AUDITIONS – LOVE THEM OR LOATHE THEM?

by Matthew Malthouse

To most people when they think of auditions, they think of X-Factor or Britain’s Got Talent. No matter what level you perform at, auditions are part of an actor’s life – the school nativity, part-time drama group, local amateur dramatics society or even West End professional, one thing that remains consistent throughout is auditioning.
Whether you love or hate them, thrive under the pressure, or crumble every time, the reality is, auditions will always exist for actors.
According to Wikipedia: ‘Audition’ is rooted in the Latin verb ‘audire’, meaning ‘to hear’, and was first used in the late 16th Century to refer to the power or sense of hearing. … It wasn’t until late 19th Century that the noun ‘audition’ began being used for an entertainer’s trial performance.
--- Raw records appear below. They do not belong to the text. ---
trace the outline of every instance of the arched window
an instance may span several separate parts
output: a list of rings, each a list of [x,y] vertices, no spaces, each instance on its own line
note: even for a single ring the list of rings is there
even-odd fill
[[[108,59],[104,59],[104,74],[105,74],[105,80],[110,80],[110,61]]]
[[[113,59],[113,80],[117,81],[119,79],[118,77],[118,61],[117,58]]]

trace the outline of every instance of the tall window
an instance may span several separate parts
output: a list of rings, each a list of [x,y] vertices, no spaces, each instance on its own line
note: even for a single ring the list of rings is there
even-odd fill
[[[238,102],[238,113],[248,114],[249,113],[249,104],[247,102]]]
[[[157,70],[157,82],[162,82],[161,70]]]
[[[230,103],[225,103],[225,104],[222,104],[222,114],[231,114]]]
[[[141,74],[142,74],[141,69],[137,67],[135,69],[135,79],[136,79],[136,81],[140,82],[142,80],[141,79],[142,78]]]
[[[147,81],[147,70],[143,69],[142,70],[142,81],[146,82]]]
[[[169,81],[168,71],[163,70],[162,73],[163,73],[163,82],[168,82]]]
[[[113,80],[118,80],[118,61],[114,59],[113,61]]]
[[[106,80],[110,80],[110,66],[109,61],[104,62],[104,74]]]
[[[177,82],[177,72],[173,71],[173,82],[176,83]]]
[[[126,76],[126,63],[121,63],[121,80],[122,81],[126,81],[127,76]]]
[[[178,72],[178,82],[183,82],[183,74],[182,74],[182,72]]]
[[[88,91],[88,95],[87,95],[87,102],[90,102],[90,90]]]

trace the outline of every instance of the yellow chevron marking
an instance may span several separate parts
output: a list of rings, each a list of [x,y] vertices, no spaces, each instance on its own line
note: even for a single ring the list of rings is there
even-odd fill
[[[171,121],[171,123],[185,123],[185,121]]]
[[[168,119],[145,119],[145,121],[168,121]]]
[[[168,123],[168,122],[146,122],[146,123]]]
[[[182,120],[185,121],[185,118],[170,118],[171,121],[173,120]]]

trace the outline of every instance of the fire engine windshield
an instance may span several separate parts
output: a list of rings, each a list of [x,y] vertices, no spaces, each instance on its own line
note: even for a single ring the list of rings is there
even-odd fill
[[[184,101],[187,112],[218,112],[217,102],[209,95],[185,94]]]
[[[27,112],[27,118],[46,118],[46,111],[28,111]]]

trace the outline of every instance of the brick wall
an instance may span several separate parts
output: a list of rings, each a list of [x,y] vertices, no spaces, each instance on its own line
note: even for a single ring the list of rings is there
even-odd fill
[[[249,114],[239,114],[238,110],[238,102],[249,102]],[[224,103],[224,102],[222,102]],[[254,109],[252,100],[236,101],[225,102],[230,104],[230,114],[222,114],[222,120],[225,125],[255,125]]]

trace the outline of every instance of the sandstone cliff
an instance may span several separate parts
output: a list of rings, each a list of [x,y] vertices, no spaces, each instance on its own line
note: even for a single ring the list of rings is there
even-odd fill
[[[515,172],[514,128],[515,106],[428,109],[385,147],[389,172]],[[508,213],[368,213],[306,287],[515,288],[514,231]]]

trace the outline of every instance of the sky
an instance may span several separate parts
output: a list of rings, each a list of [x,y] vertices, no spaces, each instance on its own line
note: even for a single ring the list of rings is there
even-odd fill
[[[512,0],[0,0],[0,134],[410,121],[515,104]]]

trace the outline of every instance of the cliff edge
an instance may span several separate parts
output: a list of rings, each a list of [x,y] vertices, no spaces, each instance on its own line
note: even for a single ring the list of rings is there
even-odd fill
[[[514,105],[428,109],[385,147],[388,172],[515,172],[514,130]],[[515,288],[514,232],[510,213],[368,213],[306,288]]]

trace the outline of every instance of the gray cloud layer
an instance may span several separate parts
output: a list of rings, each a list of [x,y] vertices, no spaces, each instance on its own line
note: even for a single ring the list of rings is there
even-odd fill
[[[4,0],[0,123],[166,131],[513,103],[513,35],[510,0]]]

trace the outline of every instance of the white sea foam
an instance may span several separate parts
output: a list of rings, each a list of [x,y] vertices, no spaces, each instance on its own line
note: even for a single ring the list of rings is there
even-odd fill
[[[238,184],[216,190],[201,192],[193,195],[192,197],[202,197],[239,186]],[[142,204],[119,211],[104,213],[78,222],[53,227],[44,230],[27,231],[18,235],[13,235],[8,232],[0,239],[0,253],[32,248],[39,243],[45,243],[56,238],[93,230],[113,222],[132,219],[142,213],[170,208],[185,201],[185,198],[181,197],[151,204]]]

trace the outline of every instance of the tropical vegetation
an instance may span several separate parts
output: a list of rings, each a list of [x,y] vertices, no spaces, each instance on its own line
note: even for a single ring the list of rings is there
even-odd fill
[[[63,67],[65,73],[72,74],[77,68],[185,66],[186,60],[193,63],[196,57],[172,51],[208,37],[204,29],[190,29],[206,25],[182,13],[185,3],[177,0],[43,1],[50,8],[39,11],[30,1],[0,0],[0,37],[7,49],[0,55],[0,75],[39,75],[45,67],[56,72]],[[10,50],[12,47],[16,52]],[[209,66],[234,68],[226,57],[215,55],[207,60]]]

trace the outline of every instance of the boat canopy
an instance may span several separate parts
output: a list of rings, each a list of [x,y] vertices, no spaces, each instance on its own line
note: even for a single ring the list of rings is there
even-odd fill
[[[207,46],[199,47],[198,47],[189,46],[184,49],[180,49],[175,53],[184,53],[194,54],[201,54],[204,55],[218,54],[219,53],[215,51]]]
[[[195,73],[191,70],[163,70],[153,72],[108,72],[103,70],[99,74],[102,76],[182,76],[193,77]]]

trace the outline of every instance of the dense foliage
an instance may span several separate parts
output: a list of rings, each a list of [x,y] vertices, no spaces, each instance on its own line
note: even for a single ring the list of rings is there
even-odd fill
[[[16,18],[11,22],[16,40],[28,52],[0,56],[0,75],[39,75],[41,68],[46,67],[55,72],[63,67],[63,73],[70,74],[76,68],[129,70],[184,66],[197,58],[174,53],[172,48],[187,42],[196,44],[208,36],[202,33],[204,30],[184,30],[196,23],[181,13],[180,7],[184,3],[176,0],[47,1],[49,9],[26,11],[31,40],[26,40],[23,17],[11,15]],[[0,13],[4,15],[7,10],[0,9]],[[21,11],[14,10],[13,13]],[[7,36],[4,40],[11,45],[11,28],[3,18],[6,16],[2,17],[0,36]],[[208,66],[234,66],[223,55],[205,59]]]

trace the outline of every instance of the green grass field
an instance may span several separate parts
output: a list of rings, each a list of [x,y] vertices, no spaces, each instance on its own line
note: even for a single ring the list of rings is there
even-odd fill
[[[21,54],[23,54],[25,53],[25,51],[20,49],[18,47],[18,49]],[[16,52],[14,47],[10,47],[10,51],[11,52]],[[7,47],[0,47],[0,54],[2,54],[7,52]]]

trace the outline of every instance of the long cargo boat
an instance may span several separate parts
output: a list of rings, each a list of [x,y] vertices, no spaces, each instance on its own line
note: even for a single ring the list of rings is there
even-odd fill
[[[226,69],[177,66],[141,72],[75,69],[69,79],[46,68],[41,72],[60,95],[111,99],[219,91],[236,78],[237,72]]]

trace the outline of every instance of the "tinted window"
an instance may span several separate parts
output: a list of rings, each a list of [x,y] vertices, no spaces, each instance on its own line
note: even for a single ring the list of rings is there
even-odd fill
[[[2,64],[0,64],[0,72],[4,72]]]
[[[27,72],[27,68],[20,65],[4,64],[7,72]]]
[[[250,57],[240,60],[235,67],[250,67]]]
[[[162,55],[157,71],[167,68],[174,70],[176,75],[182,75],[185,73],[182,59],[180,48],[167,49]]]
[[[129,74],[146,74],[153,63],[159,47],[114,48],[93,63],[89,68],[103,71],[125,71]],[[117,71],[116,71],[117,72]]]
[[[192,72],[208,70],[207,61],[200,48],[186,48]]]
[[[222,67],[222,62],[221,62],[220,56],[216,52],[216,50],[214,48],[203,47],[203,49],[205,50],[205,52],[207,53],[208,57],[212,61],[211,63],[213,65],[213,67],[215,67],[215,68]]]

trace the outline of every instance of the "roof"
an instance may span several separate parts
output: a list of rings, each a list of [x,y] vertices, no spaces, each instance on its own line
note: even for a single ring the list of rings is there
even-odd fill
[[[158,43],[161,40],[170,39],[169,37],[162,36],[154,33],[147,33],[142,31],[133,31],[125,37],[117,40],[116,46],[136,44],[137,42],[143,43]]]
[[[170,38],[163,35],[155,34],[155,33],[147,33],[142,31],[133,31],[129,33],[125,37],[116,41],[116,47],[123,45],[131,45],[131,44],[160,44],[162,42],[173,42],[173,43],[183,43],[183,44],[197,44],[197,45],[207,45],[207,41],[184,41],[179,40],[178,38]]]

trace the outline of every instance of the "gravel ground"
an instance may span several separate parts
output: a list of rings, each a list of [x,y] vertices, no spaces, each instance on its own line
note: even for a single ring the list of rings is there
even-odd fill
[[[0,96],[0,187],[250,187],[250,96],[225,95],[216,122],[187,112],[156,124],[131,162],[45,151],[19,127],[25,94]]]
I love the description ‘trial performance’ it conjures up the image of proving yourself to a jury, which is exactly how an audition can sometimes feel!

What is an audition?
If you are reading this, I imagine you are very familiar with auditions. If you have never had to audition… lucky you!
The format of auditions remains exactly the same no matter what level you are at.
They tend to follow this pattern:

  • Wait outside audition room pacing nervously.
  • Walking in the room – it suddenly feels the length of a football pitch.
  • Couple of minutes of awkward nervous chat.
  • Three to five minutes performing your songs, scenes or monologues – at this point your own internal monologue is going haywire. Clogging your brain with a series of unhelpful
    thoughts.
  • Awkward goodbye and long walk to exit.
  • Spend the next few days agonising over what you should or could have done better.

Sound familiar? The problem with auditions is there is no real alternative to them. Many directors and casting directors have expressed that they feel auditions sometimes don’t get the best out of actors, but they just don’t have another viable alternative. I say viable with caution as that word can be triggering to actors… remember Fatima?


Self-tapes have become more and more popular for professional actors and drama schools. They are great as a first round as they allow casting directors to see more actors and save money on room-hire costs, meaning more people get the opportunity to audition even if it is remotely.

Don’t know what a self-tape is? Here is a tutorial I did to make a professional looking self-tape…

A lot of professional actors prefer self-tape auditions because you get the chance to re-do them if you aren’t happy with how you perform.

The majority of the time you will still be required to have an in-person audition to secure the job/part/ role or a place at drama school.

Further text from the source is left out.